Educating nearly 2,300 or so Vineyard youngsters is expensive. Island taxpayers provide funds sufficient to make the per-pupil costs here equal to similar expenditures in the very richest communities in the Commonwealth. By dollar standards — which are certainly not the only standards that should be used to measure the quality of the effort made by the school system, or its efficiency — Vineyard kids get the best that public education can provide.
A large, growing, and not always predictable part of that spending is attributed to the provision of special education services. Getting a grip on anticipated future spending of this sort is an important goal of a new effort by Island school leaders.

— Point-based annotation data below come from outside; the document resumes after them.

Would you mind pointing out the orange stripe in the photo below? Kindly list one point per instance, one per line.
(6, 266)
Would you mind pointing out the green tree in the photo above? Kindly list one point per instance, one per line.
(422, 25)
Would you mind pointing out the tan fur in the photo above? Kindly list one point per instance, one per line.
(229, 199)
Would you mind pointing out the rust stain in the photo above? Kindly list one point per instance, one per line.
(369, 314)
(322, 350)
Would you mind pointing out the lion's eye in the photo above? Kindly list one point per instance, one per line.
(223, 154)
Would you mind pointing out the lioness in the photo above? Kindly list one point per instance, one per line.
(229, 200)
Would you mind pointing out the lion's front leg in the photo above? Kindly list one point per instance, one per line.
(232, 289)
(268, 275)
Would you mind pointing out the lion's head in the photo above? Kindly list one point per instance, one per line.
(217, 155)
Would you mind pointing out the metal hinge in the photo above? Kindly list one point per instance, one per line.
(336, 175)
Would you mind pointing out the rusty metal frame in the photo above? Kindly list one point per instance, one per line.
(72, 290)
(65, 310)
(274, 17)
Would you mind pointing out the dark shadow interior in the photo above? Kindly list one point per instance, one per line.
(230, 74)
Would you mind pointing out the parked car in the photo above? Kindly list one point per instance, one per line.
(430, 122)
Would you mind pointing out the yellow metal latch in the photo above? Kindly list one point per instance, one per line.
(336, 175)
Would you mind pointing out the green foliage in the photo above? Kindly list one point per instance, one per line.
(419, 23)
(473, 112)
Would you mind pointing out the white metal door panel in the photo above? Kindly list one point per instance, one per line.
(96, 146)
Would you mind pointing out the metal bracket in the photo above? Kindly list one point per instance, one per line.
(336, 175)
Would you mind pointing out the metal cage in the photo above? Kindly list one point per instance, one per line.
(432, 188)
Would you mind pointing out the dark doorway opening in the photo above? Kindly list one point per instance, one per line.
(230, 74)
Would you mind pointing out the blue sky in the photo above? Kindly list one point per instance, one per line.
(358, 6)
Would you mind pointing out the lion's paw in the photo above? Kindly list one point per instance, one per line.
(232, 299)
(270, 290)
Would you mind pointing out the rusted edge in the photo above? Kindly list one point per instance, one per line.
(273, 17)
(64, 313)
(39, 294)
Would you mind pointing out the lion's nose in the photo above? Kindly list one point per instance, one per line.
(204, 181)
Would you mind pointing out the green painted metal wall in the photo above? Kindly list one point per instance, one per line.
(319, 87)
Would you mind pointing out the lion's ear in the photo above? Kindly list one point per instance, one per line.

Those costs here, driven by federal and state law and by a system-wide determination to identify children in need of added services, outpace similar budget outlays in many other Massachusetts school systems. And, Times news coverage of education spending has pointed repeatedly at the growing special education pricetag since the autumn of 2010. The growth of this cost center has prompted school leadership to introduce a long-range budgeting plan for special education service costs. Times writer Janet Hefler describes the effort in a report this morning. These costs are shared among the several elementary schools and the high school, and they can be startlingly large and unexpected, because the needs of new and transfer students may not be identified until school has begun each year. There can be budget wrecking surprises, and in each case the obligation must be met.

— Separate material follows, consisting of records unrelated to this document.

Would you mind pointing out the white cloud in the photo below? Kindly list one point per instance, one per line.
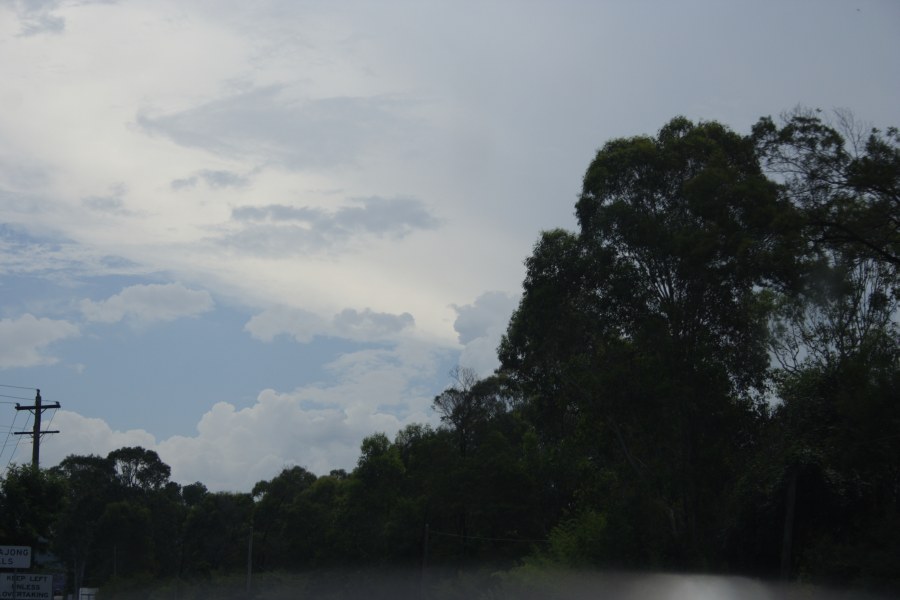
(316, 426)
(86, 435)
(361, 326)
(147, 303)
(480, 326)
(24, 340)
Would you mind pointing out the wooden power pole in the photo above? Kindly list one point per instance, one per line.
(36, 433)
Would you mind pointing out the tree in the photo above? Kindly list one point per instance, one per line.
(30, 501)
(91, 486)
(640, 341)
(846, 181)
(139, 469)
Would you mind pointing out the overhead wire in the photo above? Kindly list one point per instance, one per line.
(17, 387)
(18, 439)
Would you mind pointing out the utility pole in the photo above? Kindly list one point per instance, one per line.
(36, 433)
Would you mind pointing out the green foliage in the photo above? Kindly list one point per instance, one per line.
(704, 377)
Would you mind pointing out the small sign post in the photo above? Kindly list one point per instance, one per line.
(15, 557)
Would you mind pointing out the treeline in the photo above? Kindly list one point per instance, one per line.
(704, 377)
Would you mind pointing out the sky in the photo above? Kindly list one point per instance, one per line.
(247, 235)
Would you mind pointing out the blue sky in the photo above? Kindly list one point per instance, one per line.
(248, 235)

The news report this morning illustrates the problem. “As an example of recent SPED budget increases,” Ms. Hefler writes, “in fiscal year 2013 (FY13) additional staff and program changes totaled $130,843, a 3.4 percent increase over the previous fiscal year. Additional funds needed for SPED programs, support staff, substitutes, and transportation included in the superintendent’s FY14 budget total $203,720.”
Mr. Weiss has been busy since May alerting town leaders to the problem and discussing ways to moderate the budget swings.
“My goal here,” schools superintendent James Weiss told committee members, “is to give you this information, and then, frankly, to talk with FinComs and selectmen’s boards now and over the summer, before we start with the budget process, so it isn’t like, where the heck did that come from? Because I don’t see this getting any less expensive. I don’t see it requiring less service, and I think knowledge is going to be the key power.”
He means using historic data that’s available to calculate likely future financial demands.
“So what we’re trying to do is look at a five-year span, and be able to extrapolate from where we are now to what’s going to happen in the future,” Mr. Weiss school committee members and others in May. “And because in many cases, the children are here already and we know what their needs are, we can make some determination over time.”
At the heart of the budget problem and what contributes to what can be order of magnitude changes in required spending are personnel costs, which are higher per pupil served than is the case across the school population of children who don’t require such services. But, there are also increased transportation costs, and when specialized residential treatment is required, the financial requirement may be enormous.
Smart budgeting, as Mr. Weiss and school leaders envision it, will be an indispensable tool for education officials and town officials who must develop their own spending plans. Taxpayers will welcome this initiative. Taxpayers would also welcome a clearer understanding of how students who require such services are identified by school and system-wide staff.